As reais causas do machismo estrutural


Julia Vitória

O machismo estrutural, o contexto histórico, que coloca as mulheres abaixo dos homens, a desigualdade hoje. Esses fatos fazem com que as mulheres tenham que lutar cada vez mais pelos seus direitos, e em muitos casos pela própria vida.

Os casos de violência contra mulher não são de hoje, contudo a pandemia deu o gatilho que faltava para os casos aumentarem. O ano mal começou e denúncias de violência já foram registradas. 

Para a especialista em direitos das mulheres Lia Zanotta Machado, existe um sexismo estrutural devido a desigualdade de gênero na questão social. A ideia que o gênero  feminino é inferior ao masculino está escrito em lei, sendo mais difícil desconstruir essa questão de que a mulher valha menos que o homem. A violência doméstica no Brasil é histórica, a pandemia também acabou por da uma segunda onda oar6a isso pois com o isolamento os familiares ficam mais juntos e pode acarretar mais brigas e o casos de agressões.

O poder pátrio faz com que os homens tenham um certo poder sobre as mulheres, pais com filhas, maridos com esposas. Antigamente se o marido desconfiasse que a mulher estivesse o traindo com outro alguém ele poderia agredi-la ou até mesmo matá -la.
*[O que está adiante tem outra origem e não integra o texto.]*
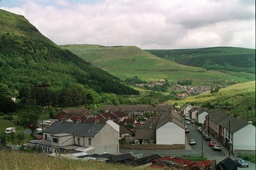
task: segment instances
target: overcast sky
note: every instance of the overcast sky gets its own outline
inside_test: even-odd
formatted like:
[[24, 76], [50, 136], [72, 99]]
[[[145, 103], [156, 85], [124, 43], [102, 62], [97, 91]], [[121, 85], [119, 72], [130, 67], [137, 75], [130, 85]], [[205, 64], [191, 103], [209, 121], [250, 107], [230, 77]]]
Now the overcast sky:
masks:
[[0, 8], [58, 45], [255, 48], [255, 0], [0, 0]]

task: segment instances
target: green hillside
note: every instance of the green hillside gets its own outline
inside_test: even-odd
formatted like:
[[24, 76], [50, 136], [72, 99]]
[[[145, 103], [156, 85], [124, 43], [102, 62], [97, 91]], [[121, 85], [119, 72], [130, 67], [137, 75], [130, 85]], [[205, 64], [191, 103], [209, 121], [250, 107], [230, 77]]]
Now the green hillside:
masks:
[[13, 92], [24, 83], [57, 87], [79, 83], [98, 93], [138, 94], [117, 77], [58, 46], [23, 16], [3, 10], [0, 16], [0, 81]]
[[[247, 118], [247, 108], [249, 120], [255, 120], [255, 81], [243, 83], [237, 83], [230, 87], [221, 89], [219, 92], [211, 94], [209, 92], [195, 96], [188, 97], [183, 100], [169, 101], [166, 103], [179, 103], [183, 105], [187, 103], [202, 105], [210, 102], [215, 106], [216, 109], [227, 108], [228, 113], [241, 115], [244, 119]], [[222, 110], [223, 111], [223, 110]]]
[[102, 46], [93, 45], [61, 46], [122, 80], [138, 76], [143, 80], [166, 78], [169, 81], [191, 79], [193, 82], [224, 82], [235, 80], [246, 82], [255, 80], [255, 74], [246, 72], [207, 70], [186, 66], [157, 57], [136, 46]]
[[255, 73], [255, 50], [212, 47], [180, 50], [146, 50], [163, 59], [207, 69]]

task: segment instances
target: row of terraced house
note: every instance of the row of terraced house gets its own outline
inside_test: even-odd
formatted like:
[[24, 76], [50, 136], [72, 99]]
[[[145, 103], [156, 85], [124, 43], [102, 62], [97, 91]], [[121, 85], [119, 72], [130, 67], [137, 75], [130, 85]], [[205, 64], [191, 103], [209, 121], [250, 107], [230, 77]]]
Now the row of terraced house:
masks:
[[197, 125], [221, 143], [232, 154], [255, 151], [255, 127], [240, 116], [234, 117], [213, 110], [187, 104], [181, 113], [189, 115]]

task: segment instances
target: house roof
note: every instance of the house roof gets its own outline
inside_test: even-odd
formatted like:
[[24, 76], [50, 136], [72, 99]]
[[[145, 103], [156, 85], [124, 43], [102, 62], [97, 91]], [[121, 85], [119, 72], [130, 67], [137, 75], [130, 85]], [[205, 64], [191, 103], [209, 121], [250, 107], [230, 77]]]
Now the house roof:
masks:
[[172, 113], [166, 112], [161, 115], [156, 129], [159, 128], [168, 122], [173, 122], [180, 127], [185, 129], [185, 125], [181, 120], [180, 115], [174, 110], [172, 110]]
[[155, 139], [156, 130], [148, 129], [136, 129], [135, 134], [135, 139]]
[[230, 121], [230, 132], [232, 133], [234, 133], [236, 131], [238, 131], [241, 129], [246, 127], [250, 124], [243, 120], [243, 119], [237, 119], [233, 116], [229, 116], [226, 119], [222, 120], [219, 122], [219, 124], [227, 129], [229, 129], [229, 121]]
[[205, 113], [208, 113], [208, 112], [206, 111], [205, 110], [201, 110], [201, 111], [199, 111], [198, 112], [196, 113], [196, 115], [201, 115], [202, 113], [203, 113], [204, 112], [205, 112]]
[[237, 164], [230, 157], [222, 160], [216, 166], [217, 170], [228, 169], [228, 170], [237, 170]]
[[130, 153], [125, 153], [117, 155], [113, 155], [110, 157], [111, 162], [120, 162], [127, 159], [132, 159], [134, 157]]
[[89, 111], [88, 109], [84, 108], [73, 109], [73, 110], [63, 110], [67, 115], [89, 115]]
[[116, 115], [113, 114], [111, 112], [106, 112], [106, 113], [100, 113], [99, 115], [99, 117], [104, 118], [107, 120], [109, 120], [109, 118], [110, 118], [111, 120], [116, 119], [118, 118]]
[[187, 167], [195, 164], [194, 161], [189, 160], [178, 157], [173, 156], [166, 156], [158, 159], [155, 160], [156, 162], [164, 162], [167, 164], [176, 163], [177, 166], [181, 167]]
[[136, 120], [135, 118], [125, 118], [123, 122], [126, 122], [127, 124], [131, 124], [133, 125], [134, 124], [136, 123]]
[[68, 133], [76, 136], [95, 136], [107, 124], [86, 124], [70, 122], [54, 122], [44, 132], [54, 134]]
[[122, 118], [122, 117], [127, 117], [127, 115], [125, 114], [125, 113], [124, 113], [124, 112], [122, 112], [121, 111], [114, 111], [114, 115], [115, 115], [118, 118]]
[[129, 131], [127, 131], [127, 129], [126, 129], [126, 128], [122, 126], [122, 125], [120, 125], [120, 126], [119, 127], [119, 131], [120, 131], [119, 133], [120, 133], [120, 134], [129, 134]]
[[227, 115], [223, 113], [210, 112], [209, 115], [209, 119], [227, 129], [229, 129], [229, 122], [230, 122], [230, 127], [232, 133], [234, 133], [250, 124], [243, 119], [237, 119], [233, 116]]
[[[99, 118], [99, 120], [100, 121], [99, 123], [106, 123], [108, 120], [106, 118]], [[94, 117], [89, 117], [88, 118], [87, 118], [86, 120], [85, 120], [84, 122], [84, 123], [88, 123], [88, 124], [92, 124], [93, 123], [94, 121]]]
[[147, 157], [137, 159], [134, 160], [129, 162], [129, 165], [132, 166], [142, 166], [152, 162], [154, 160], [159, 159], [161, 157], [157, 154], [148, 155]]
[[198, 111], [199, 112], [201, 110], [207, 110], [208, 109], [206, 108], [198, 108], [198, 107], [193, 107], [192, 109], [189, 110], [188, 111], [189, 112], [194, 112], [194, 111]]
[[210, 166], [214, 166], [215, 164], [215, 160], [206, 160], [196, 162], [195, 164], [193, 164], [191, 167], [207, 167]]
[[187, 103], [186, 104], [185, 104], [184, 106], [183, 106], [181, 108], [180, 108], [180, 111], [182, 111], [186, 107], [188, 107], [188, 106], [191, 106], [193, 107], [193, 106], [191, 104], [190, 104], [190, 103]]

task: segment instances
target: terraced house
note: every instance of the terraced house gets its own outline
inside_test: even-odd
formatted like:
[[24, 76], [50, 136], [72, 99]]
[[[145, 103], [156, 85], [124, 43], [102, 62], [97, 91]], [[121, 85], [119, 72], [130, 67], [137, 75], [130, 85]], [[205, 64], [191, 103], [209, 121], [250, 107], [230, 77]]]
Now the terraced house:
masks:
[[241, 119], [223, 113], [210, 111], [205, 116], [205, 129], [231, 153], [255, 151], [255, 127]]
[[119, 132], [107, 123], [58, 121], [44, 131], [44, 139], [35, 145], [45, 152], [89, 155], [119, 152]]

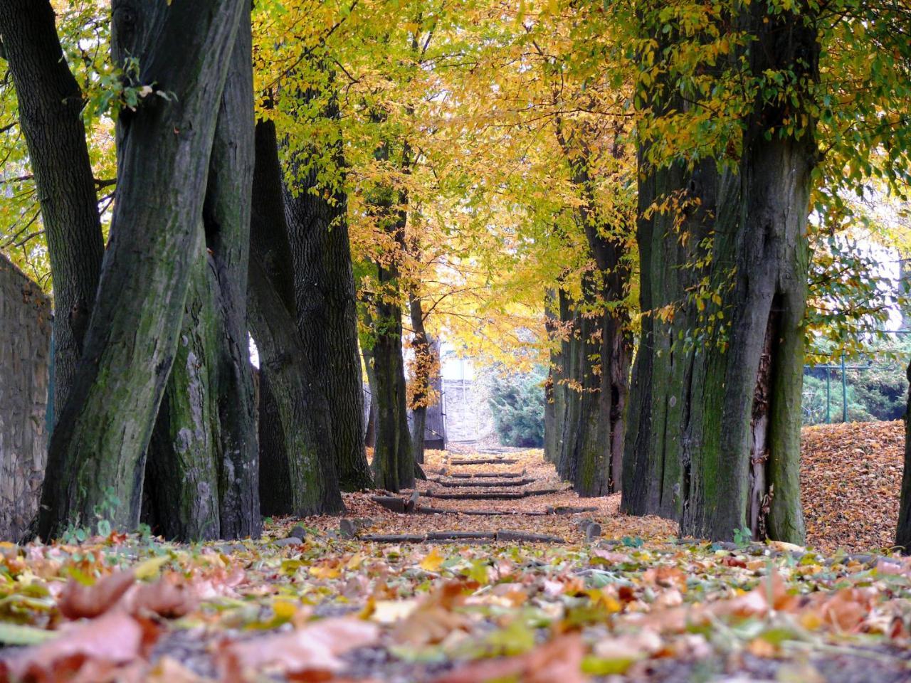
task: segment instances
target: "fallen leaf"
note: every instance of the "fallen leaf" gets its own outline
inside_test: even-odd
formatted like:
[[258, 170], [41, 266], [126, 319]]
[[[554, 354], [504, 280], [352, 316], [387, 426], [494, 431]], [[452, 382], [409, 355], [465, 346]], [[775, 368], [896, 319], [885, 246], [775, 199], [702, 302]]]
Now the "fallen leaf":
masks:
[[322, 680], [343, 668], [339, 655], [372, 645], [378, 634], [374, 624], [344, 617], [311, 622], [289, 633], [226, 643], [217, 657], [220, 678], [226, 683], [241, 683], [245, 672], [269, 668], [290, 678]]
[[70, 579], [57, 600], [57, 609], [67, 619], [93, 618], [104, 614], [133, 586], [132, 572], [115, 572], [85, 586]]

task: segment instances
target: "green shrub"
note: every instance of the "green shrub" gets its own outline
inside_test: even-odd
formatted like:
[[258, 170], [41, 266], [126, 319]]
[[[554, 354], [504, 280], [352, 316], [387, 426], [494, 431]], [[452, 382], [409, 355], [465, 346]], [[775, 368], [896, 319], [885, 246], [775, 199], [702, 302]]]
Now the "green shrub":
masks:
[[500, 443], [507, 446], [544, 445], [543, 367], [530, 372], [496, 373], [489, 381], [490, 411]]

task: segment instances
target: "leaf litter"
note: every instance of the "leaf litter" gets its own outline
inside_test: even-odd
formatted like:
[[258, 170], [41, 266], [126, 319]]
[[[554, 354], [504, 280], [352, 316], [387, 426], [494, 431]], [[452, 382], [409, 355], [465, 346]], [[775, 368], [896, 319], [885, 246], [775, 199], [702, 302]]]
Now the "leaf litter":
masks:
[[[560, 485], [540, 452], [509, 457], [495, 466]], [[429, 454], [428, 476], [445, 480], [449, 460]], [[909, 558], [681, 540], [667, 520], [619, 515], [617, 496], [444, 501], [502, 513], [480, 516], [393, 513], [372, 494], [346, 494], [353, 537], [312, 517], [257, 542], [4, 545], [0, 680], [911, 678]], [[595, 510], [527, 514], [560, 506]], [[457, 529], [566, 543], [359, 537]]]

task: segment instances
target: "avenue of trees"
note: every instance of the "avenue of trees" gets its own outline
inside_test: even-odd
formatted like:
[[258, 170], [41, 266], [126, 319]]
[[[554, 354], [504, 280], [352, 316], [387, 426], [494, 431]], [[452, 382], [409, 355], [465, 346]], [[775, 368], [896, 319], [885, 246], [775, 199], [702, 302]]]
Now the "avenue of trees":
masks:
[[901, 0], [0, 0], [0, 248], [55, 306], [33, 535], [413, 488], [445, 336], [546, 364], [580, 495], [803, 541], [804, 366], [903, 303], [850, 248], [909, 246]]

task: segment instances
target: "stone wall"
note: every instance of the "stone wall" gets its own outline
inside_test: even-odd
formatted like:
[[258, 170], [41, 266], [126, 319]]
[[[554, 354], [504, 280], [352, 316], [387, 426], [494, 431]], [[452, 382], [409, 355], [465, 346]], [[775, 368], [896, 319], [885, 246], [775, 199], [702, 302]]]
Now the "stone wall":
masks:
[[496, 435], [494, 416], [481, 382], [443, 380], [446, 441], [485, 441]]
[[37, 510], [46, 462], [45, 408], [51, 306], [0, 254], [0, 539], [15, 540]]

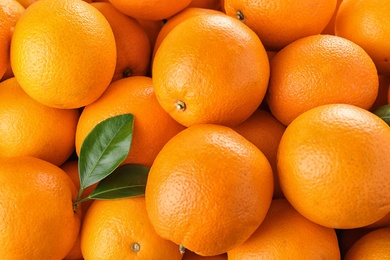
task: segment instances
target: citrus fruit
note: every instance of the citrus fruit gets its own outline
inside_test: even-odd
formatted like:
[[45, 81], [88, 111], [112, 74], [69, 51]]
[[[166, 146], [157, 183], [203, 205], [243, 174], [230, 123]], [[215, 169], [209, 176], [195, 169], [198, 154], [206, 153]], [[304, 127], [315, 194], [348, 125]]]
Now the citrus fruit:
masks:
[[270, 51], [316, 35], [329, 23], [336, 0], [225, 0], [226, 14], [251, 28]]
[[47, 106], [92, 103], [111, 82], [115, 64], [110, 24], [84, 1], [37, 1], [15, 26], [12, 70], [24, 91]]
[[310, 109], [278, 148], [283, 194], [303, 216], [332, 228], [358, 228], [390, 212], [390, 127], [347, 104]]
[[96, 200], [81, 230], [85, 260], [181, 259], [179, 246], [154, 231], [145, 209], [145, 198]]
[[225, 14], [196, 15], [164, 38], [152, 77], [159, 103], [180, 124], [234, 126], [261, 104], [269, 62], [246, 25]]
[[190, 126], [157, 155], [145, 190], [161, 237], [201, 256], [223, 254], [263, 221], [273, 193], [264, 154], [229, 127]]
[[80, 228], [77, 190], [57, 166], [34, 157], [0, 159], [0, 255], [62, 259]]
[[273, 200], [260, 227], [228, 252], [241, 259], [340, 259], [336, 232], [299, 214], [285, 199]]
[[16, 79], [0, 83], [0, 157], [29, 155], [63, 164], [74, 152], [79, 112], [42, 105]]
[[334, 35], [313, 35], [289, 44], [272, 59], [267, 103], [288, 125], [319, 105], [369, 109], [378, 84], [375, 64], [360, 46]]

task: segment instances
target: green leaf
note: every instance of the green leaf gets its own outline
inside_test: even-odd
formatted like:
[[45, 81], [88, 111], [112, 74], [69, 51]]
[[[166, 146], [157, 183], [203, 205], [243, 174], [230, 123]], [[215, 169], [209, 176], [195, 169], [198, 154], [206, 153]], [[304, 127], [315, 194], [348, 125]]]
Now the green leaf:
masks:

Mas as leis Maria da Penha e do feminicidio veio para da um basta nisso, geralmente as agressões começam de forma verbal ou psicológica, o indivíduo projeta na mulher  suas frustrações, algo que ele trás de fora como por exemplo o desemprego, culpando-a de qualquer coisa, o motivo da violência geralmente tem alguma causa frívola.

Os xingamentos constantes, a tentativa de tirar a dignidade da mulher, usar a culpa como desculpa, esses são gatilhos que devem ser observados, a agressão começa assim de uma forma que ninguém percebe, pode vim de um trabalhador que é calmo e gentil com todos, mas que com a esposa, bate e xinga, ou até um traficante que  acha que tem o mundo aos seus pés e pode tratar a mulher da forma que que ele quiser, a violência não está situada Somente em um meio social, ela pode estar dentro de casa ou na casa da vizinha, o fato é que tem que ficar atenta.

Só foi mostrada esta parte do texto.